Pour commencer cette interview, peux-tu nous dire un peu qui se cache derrière ce pseudo et quel est ton parcours jusqu’à aujourd’hui ?

Je m’appelle Damien Robert, j’ai 35 ans, et ça fait maintenant 20 ans à peu près que je fais de la musique, j’écris mes chansons, je chante. J’ai commencé à être musicien pro vers l’âge de 23 ans avec un groupe qui s’appelait Ravid’Vour’Voir, on a tourné beaucoup en France et en Europe avec 3 albums et 800 concerts. J’ai vraiment appris le métier sur scène à cette période-là, et après j’ai monté un autre groupe Les garçons-trottoirs, qui existe encore d’ailleurs, et à un moment j’en ai eu assez des groupes et j’ai voulu me lancer en solo pour voir ce que je pouvais faire tout seul.

Ton style et ton univers c’est la chanson française, c’est le même depuis toujours ?

J’ai toujours été bercé par la chanson française avec des figures comme Brel, Piaf, toute cette vieille tradition de chansons françaises.
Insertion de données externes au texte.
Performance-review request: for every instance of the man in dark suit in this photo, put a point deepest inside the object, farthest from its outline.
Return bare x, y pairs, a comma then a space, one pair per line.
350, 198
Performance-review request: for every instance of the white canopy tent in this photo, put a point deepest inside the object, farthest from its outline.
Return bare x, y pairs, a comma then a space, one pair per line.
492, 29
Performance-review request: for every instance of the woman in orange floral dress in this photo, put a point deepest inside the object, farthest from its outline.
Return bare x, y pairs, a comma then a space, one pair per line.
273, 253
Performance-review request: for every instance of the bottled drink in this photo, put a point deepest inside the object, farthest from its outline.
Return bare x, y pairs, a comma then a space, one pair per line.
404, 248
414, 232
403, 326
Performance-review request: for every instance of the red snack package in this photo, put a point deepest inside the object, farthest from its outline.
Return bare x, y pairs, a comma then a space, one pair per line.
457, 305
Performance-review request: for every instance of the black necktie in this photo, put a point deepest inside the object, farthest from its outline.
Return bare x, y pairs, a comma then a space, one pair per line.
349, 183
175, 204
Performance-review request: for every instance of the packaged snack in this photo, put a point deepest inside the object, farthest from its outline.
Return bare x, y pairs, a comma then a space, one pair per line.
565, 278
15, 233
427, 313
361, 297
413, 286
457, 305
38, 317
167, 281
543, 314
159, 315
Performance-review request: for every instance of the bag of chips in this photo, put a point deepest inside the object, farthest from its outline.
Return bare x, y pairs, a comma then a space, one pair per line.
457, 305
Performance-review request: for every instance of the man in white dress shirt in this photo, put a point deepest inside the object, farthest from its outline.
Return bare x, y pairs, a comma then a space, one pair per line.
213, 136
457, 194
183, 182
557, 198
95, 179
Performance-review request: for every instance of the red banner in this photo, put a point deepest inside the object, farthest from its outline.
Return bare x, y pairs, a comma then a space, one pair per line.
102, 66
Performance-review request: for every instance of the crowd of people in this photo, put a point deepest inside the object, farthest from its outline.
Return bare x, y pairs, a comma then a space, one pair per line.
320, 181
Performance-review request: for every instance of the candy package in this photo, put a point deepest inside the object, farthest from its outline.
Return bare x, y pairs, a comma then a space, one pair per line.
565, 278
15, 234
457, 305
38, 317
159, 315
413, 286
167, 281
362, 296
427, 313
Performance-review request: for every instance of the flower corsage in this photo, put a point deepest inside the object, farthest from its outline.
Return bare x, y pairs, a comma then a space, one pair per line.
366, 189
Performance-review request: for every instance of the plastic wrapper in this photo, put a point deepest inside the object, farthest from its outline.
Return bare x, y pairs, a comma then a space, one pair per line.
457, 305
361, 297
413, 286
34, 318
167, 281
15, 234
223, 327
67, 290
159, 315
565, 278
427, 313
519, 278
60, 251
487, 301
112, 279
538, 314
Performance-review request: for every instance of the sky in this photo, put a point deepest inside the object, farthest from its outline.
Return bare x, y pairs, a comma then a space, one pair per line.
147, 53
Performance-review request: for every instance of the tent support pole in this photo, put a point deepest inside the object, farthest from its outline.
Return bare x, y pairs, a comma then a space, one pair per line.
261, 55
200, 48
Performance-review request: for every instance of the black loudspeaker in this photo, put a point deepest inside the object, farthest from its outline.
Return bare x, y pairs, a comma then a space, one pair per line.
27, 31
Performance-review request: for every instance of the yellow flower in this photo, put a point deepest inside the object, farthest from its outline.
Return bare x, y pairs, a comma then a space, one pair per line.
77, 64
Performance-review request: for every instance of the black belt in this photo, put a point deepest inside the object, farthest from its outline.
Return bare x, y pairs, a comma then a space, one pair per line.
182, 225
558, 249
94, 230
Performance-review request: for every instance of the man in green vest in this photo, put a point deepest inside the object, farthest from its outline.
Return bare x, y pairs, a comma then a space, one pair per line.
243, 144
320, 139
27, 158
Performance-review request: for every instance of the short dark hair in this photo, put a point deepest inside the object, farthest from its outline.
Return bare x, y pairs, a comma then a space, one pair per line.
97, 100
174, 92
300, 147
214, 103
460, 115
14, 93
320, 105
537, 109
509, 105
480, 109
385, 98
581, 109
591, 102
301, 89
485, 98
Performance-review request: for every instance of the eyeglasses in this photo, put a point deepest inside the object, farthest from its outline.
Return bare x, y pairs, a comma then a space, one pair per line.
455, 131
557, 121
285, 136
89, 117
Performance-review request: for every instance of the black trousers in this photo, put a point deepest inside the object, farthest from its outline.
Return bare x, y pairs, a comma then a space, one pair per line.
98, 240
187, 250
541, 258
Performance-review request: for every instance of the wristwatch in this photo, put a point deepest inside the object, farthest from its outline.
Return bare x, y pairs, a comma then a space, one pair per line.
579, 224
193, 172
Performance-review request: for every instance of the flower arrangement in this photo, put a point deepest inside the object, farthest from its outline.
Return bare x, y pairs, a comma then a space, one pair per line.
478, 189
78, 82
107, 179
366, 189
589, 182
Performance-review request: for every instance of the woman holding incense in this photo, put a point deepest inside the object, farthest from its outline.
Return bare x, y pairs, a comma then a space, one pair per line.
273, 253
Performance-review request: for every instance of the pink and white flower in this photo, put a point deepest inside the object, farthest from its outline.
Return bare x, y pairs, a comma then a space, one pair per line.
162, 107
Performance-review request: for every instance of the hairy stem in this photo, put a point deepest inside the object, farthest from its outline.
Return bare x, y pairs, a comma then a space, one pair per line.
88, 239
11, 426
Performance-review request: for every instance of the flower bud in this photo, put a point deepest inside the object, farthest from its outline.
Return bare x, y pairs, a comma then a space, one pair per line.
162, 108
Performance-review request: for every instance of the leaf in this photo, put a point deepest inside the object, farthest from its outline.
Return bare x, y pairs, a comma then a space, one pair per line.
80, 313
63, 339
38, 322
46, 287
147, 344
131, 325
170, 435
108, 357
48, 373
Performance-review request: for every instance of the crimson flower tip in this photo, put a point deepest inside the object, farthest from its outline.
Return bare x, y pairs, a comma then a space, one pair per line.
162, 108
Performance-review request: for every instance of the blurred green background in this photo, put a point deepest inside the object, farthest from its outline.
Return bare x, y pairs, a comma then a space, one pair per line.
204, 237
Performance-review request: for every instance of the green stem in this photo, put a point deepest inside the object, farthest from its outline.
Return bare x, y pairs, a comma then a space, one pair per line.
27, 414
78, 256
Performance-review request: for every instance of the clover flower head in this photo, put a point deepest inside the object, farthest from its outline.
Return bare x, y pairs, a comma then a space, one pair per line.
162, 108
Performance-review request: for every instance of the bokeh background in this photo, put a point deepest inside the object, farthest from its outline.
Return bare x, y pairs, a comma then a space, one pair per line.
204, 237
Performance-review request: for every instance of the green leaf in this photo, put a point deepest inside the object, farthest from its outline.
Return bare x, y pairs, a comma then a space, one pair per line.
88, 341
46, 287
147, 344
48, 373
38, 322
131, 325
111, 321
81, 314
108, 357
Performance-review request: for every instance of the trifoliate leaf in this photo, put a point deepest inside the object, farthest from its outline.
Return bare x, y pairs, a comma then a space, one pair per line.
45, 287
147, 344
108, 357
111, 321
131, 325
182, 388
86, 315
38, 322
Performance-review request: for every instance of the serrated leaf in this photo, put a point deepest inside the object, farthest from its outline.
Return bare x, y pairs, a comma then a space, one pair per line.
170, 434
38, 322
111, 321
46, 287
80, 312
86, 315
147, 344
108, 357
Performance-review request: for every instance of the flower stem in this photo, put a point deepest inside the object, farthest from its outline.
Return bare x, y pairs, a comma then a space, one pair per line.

Et après j’ai toujours aimé la nouvelle scène française car il y a des trucs vraiment sympa, j’aime beaucoup M, Renan Luce, Bénabar. J’étais déjà dans le métier avant donc ce n’est pas eux qui m’ont donné envie de faire ça mais je trouve que c’est une bonne branche de la musique.

Ton 1er album solo Je voudrais être star est maintenant terminé et disponible, comment te sens-tu ?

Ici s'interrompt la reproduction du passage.